Bantal melayang entah dari mana dan tepat mengenai wajah Aldin.
"Woy siapa yang lempar bantal?!" Aldin refleks berdiri.
"Itu Yura! Tangan lo refleks banget lempar!" tuduh Febi sambil ngakak.
"Gue kira suster di TV mau keluar dari layar!" bela Yura, panik dan langsung tertawa keras.
Rizki sampai terpingkal-pingkal sampai air matanya keluar, "Udah kayak nonton film 4D!"
Hana mengecek ponselnya, matanya melotot, "WOY! Ini udah jam satu lewat! Astaga!"
"HAH?! Seriusan?! Gila! Gue pikir baru jam sebelasan!" ucap Yura kaget.
"Masa sih?" ucap Febi tak percaya.
"Yah fix... besok bangun jam berapa dong?" tanya Febi mulai terduduk lemas.
"Yah pagi lah! Yang jadi masalah kita bisa gak bangun pagi," ucap Yura.
"Harus!" ucap Hana yakin. "Panik gak tuh!?" ucapnya lalu terkekeh.
"Badan boleh panik, tapi hati tetap horor," celetuk Rizki dengan gaya dramatis sambil memeluk guling.
"Gue gak ngerti sih... kita besok mau penilaian tapi malah begadang nonton film horor," ucap Aldin sambil nyalain flashlight dari HP-nya lalu sengaja disorot ke wajah sendiri, "Besok murid-murid liat muka kita kayak zombie."
Mereka pun tertawa lagi, bahkan saat sadar kantuk mulai menyerang, mereka masih sempat berdebat film mana yang harus ditonton selanjutnya.
"Yang penting... jangan lupa nyalain alarm jam 6," kata Hana akhirnya.
"Jangan jam 6, jam 5 aja!" saran Yura.
"Lagian siapa suruh nonton suster gunting jam segini," gumam Yura sambil mematikan TV.

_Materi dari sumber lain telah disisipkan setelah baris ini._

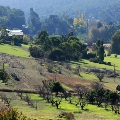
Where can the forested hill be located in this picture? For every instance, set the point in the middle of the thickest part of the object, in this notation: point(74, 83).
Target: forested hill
point(93, 8)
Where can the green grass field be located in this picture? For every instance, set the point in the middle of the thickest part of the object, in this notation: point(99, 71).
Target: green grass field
point(14, 50)
point(46, 111)
point(112, 59)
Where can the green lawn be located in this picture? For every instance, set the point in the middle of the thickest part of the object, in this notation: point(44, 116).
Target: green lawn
point(112, 59)
point(46, 111)
point(14, 50)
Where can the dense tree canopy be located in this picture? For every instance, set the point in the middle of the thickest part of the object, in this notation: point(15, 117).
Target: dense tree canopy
point(116, 43)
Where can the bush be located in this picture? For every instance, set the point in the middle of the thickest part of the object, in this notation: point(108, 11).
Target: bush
point(91, 55)
point(108, 63)
point(11, 114)
point(67, 116)
point(96, 60)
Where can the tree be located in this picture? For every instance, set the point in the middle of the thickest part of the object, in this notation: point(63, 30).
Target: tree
point(56, 87)
point(116, 43)
point(34, 22)
point(100, 50)
point(16, 18)
point(100, 76)
point(3, 35)
point(42, 37)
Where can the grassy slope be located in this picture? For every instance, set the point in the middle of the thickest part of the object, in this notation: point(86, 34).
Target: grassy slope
point(112, 59)
point(47, 111)
point(14, 50)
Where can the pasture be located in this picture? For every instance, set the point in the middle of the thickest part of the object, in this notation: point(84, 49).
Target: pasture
point(14, 50)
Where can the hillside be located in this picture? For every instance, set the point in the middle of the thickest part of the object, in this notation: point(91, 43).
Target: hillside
point(93, 8)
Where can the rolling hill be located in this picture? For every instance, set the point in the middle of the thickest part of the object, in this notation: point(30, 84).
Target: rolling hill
point(93, 8)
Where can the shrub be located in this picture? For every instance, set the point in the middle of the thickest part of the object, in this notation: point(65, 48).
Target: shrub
point(96, 60)
point(67, 116)
point(91, 55)
point(11, 114)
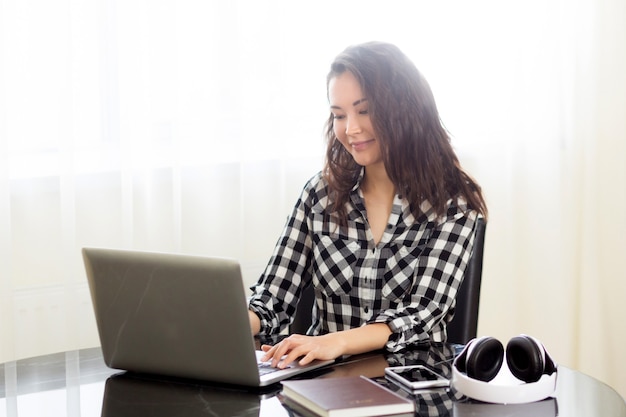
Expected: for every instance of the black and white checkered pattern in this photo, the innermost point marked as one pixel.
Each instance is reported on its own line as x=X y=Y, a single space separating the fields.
x=409 y=280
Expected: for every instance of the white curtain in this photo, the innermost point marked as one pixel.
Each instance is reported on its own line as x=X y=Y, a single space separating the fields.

"Gue gak tau," celetuk Aldin.
"Lo yang ajakin," ucap Febi sambil melempar bantal ke arah Aldin.
"Kalian juga mau-mau aja."
"Seru soalnya." ucap Febi.
"Hentikan perdebatan kalian, ayo tidur," ajak Hana yang memang sekamar dengan Febi.

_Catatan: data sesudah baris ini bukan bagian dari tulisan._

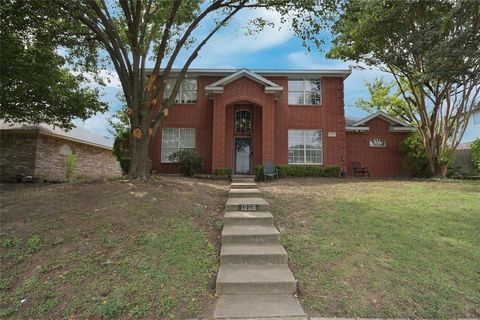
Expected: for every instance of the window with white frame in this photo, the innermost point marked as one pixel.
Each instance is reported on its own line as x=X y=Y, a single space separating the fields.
x=175 y=139
x=304 y=91
x=476 y=118
x=187 y=92
x=305 y=147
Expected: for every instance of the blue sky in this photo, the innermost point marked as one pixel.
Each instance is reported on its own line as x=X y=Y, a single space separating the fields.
x=276 y=48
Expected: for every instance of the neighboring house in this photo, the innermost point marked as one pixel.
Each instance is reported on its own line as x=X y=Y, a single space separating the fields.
x=40 y=151
x=241 y=118
x=472 y=131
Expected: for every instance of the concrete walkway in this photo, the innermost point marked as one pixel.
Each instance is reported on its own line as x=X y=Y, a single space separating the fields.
x=254 y=281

Satu per satu mereka pun akhirnya menuju kamar masing-masing, tapi belum juga mereka masuk kamar tiba-tiba...
Hiiihihihiiiii....
Suara dari dapur.
"Eh... apa tuh?" tanya Rizki lirih.
Semua mendadak diam.
"Laper sih, tapi jangan gitu juga caranya," celetuk Aldin kesal saat melihat Yura keluar dari dapur sembari membawa biskuit ditangannya.

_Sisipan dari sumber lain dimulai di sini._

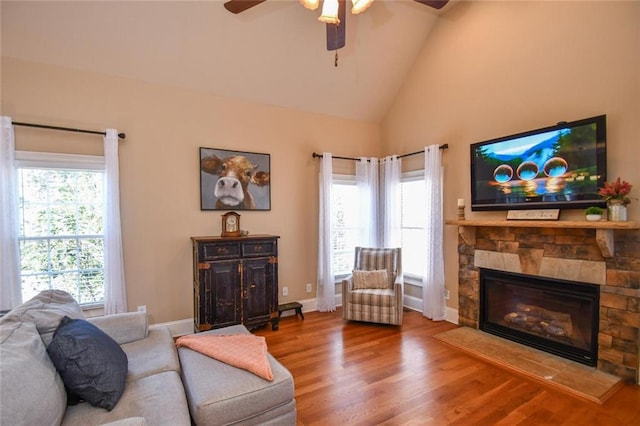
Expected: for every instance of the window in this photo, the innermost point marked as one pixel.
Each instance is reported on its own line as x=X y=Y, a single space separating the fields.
x=413 y=199
x=344 y=232
x=61 y=225
x=344 y=235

"Hehehe sorry," ucap Yura bercanda. "Ada yang mau?"
"Gue!" Febi langsung menghampiri Yura dan mengambil beberapa potong baru masuk ke kamar.
"Selamat tidur, jangan lupa doa," ucap Hana cepat, langsung menutup pintu kamar setelah Febi masuk.
"Oh..." respon Yura terlambat. "Kalian gak mau?" tanya Yura ke Aldin dan Rizki.
"Gak thank you..." tolak Aldin.
Mereka pun masuk ke dalam kamar masing-masing.